1. Personal Account:
Basically, a personal account of a General ledger related to people, firms, organization, association and companies. It can be divided into three sub categories:
i) Natural personal Account:
A natural personal account represents human beings. For example, a Capital Account, Drawings Account, Debtors Account, Creditors Account, Etc
ii) Artificial Personal Account:
An artificial personal account represents bodies which are not human beings but act as separate legal entities according to the law. For example, government bodies, hospitals, Banks,companies Co-operatives, partnership, etc
iii) Representative Personal Account:
This type of personal account represents the accounts of either natural are artificial entities. However, the transactions in this type of account either belong to the previous year or the upcoming year For example prepaid expenses advance received.
2. Real Account:
Real account contains the transactions related to the liabilities and Assets of a entity. the assets, in this case, can be further subdivided into tangible and intangible assets. Tangible assets include land, building, machinery furniture etc alternatively intangible assets include goodwill, patterns, copyright, etc. unlike a nominal account, a real account does not close when a financial year complete, rather it is carry forward to the following year.
3. Nominal Account:
Nominal account is a general ledger containing the transactions of a business namely, expenses, incomes, profits and losses. It contains all the transactions that occurred in one financial year. Further more it resets to zero and starts a fresh when the next financial year begins. For example, Commission received account, salary paid account, rent account and interest account.
Golden Rules of Accounting:
The golden rules of accounting also known as the Three Golden Rules, are fundamental principles that govern recording financial tractions in their double entry system of book keeping. Those are
1. Debit the receiver, Credit the giver:
This rule applies to the personal account. When you receive something, you debit the account, when you give something you credit the account. For example, when you receive the cash you would debit the cash account, if you give cash, you would credit the cash account.
2. Debit What comes In, Credit What goes Out:
This rule is for real accounts where tangible assets like Machinery, Buildings, Land, Furniture etc are taken into account. They have a debit balance by default and debit everything which comes in and adding to existing assets and credit everything which goes out.
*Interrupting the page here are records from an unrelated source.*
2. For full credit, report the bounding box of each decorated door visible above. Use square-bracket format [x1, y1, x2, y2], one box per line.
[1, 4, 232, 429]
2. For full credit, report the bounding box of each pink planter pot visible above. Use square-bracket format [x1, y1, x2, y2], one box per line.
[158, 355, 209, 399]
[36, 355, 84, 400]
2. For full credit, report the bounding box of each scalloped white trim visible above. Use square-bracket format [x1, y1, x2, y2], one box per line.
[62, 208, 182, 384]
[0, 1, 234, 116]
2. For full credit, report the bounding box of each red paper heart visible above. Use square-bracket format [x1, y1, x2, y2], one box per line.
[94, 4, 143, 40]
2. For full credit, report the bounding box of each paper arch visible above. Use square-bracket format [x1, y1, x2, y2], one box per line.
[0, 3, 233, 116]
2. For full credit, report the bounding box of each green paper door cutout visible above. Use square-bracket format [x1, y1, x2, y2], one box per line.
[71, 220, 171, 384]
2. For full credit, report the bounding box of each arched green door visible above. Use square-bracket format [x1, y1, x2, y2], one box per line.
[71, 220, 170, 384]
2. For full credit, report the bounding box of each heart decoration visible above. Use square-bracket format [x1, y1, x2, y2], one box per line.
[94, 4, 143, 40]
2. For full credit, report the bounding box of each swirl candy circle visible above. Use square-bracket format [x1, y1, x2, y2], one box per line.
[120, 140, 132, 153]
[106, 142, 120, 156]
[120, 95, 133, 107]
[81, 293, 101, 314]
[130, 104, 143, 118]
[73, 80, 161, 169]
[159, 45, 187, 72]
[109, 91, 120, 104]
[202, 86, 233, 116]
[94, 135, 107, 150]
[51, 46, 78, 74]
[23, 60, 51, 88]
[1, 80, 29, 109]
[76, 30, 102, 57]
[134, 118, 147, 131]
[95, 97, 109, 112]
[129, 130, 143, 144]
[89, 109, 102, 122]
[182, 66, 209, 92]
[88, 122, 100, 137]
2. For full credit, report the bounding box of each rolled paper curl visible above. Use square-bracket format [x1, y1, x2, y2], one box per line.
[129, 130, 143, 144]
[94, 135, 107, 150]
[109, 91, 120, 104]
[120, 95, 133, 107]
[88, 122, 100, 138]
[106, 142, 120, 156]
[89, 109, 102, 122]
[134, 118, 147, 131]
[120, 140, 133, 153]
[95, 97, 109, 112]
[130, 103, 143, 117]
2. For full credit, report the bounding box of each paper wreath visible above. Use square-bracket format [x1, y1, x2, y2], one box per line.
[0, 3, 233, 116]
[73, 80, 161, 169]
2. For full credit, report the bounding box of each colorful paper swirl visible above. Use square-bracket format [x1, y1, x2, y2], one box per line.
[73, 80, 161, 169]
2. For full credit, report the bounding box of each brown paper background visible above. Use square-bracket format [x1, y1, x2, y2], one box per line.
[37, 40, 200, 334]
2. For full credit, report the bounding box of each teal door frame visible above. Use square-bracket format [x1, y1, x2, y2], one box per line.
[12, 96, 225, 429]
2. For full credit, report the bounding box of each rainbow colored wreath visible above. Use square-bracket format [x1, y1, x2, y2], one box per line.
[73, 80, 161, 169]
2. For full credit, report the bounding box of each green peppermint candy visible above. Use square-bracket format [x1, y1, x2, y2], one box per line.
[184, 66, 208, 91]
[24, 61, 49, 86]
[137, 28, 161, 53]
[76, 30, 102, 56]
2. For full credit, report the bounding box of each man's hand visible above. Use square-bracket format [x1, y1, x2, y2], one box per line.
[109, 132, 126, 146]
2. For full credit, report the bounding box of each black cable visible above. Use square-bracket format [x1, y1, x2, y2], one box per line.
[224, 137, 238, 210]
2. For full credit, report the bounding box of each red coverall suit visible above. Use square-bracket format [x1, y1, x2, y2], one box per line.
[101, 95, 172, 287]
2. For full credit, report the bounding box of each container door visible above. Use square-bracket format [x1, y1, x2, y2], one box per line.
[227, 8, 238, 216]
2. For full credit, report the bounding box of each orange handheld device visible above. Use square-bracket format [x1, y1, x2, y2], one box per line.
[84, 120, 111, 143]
3. Debit the expenses and losses, Credit the profits and gains:
This Golden Rule is for Nominal Accounts. It considers a entity's capital account as a Liability and shows a credit balance. As a result of incomes and gains the capital will increase, So we have to credit the incomes and gaings. Inversely, this capital gets reduced when losses and expenses are debited from it.
It is important to note that all transactions involve atleast two accounts. One is debited another one is credited. This double entry system ensures that the accounting equation "Assets = Liabilities + Equity" remains same in the balance sheet after each transactions.